If you do go out, you must wear a mask at all times. Double-masking is also suggested these days since it gives additional protection against the Covid 3rd wave delta form. It is critical to sanitize anything or everyone that you come into contact with. Keep hand sanitizer and sanitizing wipes on hand at all times. COVID-19 is transferred through droplets, so reducing the likelihood of particles touching and remaining on your body will reduce your danger of having Covid 3rd wave signs.

  1.     Get vaccinated

Vaccination is extremely crucial for the Covid 3rd wave delta variant since coronavirus 3rd wave effects are expected to be worse than the previous two waves. In addition, even a single dose of immunization boosts your immunity, so your signs will be less if you contract COVID 19. Finally, when you are covid vaccinated, your risks of spreading the virus to others are reduced. 

  1.     Observe the lockdown and restriction regulations.

Lockdowns and restrictions are being implemented and lifted in states across India as conditions improve or deteriorate. These are critical in reducing the number of instances of the Covid 3rd wave. Therefore, If a lockdown or restriction has been enforced in your region, obey it. Do not try to circumvent the restrictions to meet people or do things you shouldn't. We have a much higher chance of stopping a COVID 3rd wave in India if we fight together to avert a COVID 3rd wave than if only a handful of us obey the guidelines.

  1.     Recognize the indications and know how to respond

In the early days of COVID-19, there was some uncertainty over what indications of 3rd wave covid were and weren't.

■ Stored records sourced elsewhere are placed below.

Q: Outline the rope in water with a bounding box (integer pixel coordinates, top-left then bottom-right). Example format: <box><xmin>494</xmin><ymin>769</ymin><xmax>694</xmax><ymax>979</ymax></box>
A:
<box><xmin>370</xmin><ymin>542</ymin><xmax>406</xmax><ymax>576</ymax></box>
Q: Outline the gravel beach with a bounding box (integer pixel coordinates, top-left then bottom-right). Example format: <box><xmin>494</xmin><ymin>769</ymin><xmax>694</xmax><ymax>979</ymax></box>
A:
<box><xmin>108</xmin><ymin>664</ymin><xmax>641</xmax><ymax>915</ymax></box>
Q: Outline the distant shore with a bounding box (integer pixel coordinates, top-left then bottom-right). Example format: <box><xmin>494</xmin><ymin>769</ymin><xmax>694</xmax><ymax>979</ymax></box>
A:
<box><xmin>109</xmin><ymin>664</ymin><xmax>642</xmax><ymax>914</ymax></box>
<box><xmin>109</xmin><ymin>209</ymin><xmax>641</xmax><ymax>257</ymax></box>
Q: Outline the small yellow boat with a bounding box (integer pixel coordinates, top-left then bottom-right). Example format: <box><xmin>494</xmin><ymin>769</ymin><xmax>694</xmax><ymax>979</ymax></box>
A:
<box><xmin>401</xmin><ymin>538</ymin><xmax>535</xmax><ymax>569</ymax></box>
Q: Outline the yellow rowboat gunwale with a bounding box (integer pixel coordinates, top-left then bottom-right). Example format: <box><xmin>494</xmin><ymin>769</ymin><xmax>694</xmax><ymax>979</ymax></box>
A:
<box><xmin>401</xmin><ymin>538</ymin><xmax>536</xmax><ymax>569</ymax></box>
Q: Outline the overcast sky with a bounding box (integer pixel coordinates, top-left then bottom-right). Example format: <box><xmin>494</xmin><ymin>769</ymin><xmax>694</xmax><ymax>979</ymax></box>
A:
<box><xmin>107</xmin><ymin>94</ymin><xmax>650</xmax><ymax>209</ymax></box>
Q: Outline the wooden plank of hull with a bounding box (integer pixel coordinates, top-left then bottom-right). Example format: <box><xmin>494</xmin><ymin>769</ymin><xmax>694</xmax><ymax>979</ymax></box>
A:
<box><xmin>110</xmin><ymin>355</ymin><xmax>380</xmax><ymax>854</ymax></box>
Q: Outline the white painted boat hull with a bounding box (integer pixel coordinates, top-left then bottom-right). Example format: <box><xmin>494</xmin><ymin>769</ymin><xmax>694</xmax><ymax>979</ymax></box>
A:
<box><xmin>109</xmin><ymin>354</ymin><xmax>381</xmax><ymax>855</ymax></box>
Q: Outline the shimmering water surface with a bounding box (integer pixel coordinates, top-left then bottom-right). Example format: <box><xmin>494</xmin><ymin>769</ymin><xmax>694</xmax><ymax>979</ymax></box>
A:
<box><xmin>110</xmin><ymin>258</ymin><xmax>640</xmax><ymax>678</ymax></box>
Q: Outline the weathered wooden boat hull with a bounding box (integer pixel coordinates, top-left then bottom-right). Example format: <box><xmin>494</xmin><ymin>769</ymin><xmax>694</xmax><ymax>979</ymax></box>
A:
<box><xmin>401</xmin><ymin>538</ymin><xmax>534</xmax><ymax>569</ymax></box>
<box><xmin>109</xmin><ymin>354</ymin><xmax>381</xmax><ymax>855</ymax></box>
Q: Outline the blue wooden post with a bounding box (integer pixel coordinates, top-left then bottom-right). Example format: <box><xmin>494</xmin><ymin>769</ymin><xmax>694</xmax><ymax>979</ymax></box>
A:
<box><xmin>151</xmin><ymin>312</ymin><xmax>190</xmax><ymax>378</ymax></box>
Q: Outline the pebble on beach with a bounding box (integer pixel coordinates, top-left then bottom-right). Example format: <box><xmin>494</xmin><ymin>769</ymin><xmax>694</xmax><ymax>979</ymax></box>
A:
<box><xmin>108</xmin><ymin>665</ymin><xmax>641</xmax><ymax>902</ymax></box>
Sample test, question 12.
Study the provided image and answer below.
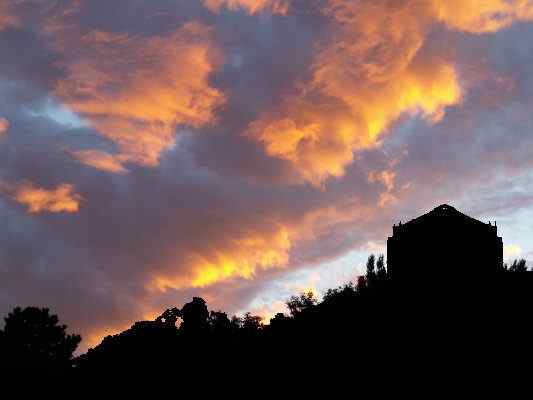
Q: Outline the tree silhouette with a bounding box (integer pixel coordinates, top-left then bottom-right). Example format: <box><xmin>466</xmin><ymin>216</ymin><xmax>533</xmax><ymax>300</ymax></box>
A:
<box><xmin>287</xmin><ymin>291</ymin><xmax>317</xmax><ymax>317</ymax></box>
<box><xmin>180</xmin><ymin>297</ymin><xmax>209</xmax><ymax>338</ymax></box>
<box><xmin>0</xmin><ymin>307</ymin><xmax>81</xmax><ymax>369</ymax></box>
<box><xmin>509</xmin><ymin>258</ymin><xmax>528</xmax><ymax>272</ymax></box>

However, we now understand the signs of 3rd wave covid. Follow the 3rd wave symptoms and know what to do if you encounter them. 

 But is it unavoidable?

The chance of a third wave exists. It is very likely to happen, yet neither the scale nor the date can be anticipated. However, it is not unavoidable. As previously said, VijayRaghavan, the Principal Scientific Advisor, changed his statements, clarifying that it might possibly be prevented provided robust efforts are maintained. It's also likely that the new wave will be far smaller than the prior one, causing far less discomfort and allowing for more efficient management.

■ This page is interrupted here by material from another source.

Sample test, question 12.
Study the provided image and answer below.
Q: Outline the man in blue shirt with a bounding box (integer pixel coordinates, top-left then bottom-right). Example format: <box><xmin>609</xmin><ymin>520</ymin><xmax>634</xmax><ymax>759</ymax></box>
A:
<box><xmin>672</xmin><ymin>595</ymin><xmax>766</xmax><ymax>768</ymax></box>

 Projections for the Indian states

Due to increased infection rates, Kerala and Maharashtra may see a significant increase in the country. In fact, Kerala has been reporting half of the daily new infections of the country with active cases of over 1.65 lakh—thus making it currently the worst-affected state in India. In addition, the state has conducted the highest number of checks in India. The Central Government has issued an early warning to ten Indian states to enforce severe measures. Maharashtra, Kerala, Odisha, Tamil Nadu, Karnataka, Andhra Pradesh, Mizoram, Assam, Manipur, and Meghalaya are among them. The Centre has also urged 53 districts with positive rates ranging from 5% to 10% to adhere to severe curfews and increase testing.

 Ultimately, experts emphasize the urgent need to increase vaccination efforts, monitor emerging hotspots, accelerate genome sequencing to detect the prevalence of any new variant, and limit population movement as much as possible. But, unfortunately, it's far too soon to drop our defenses!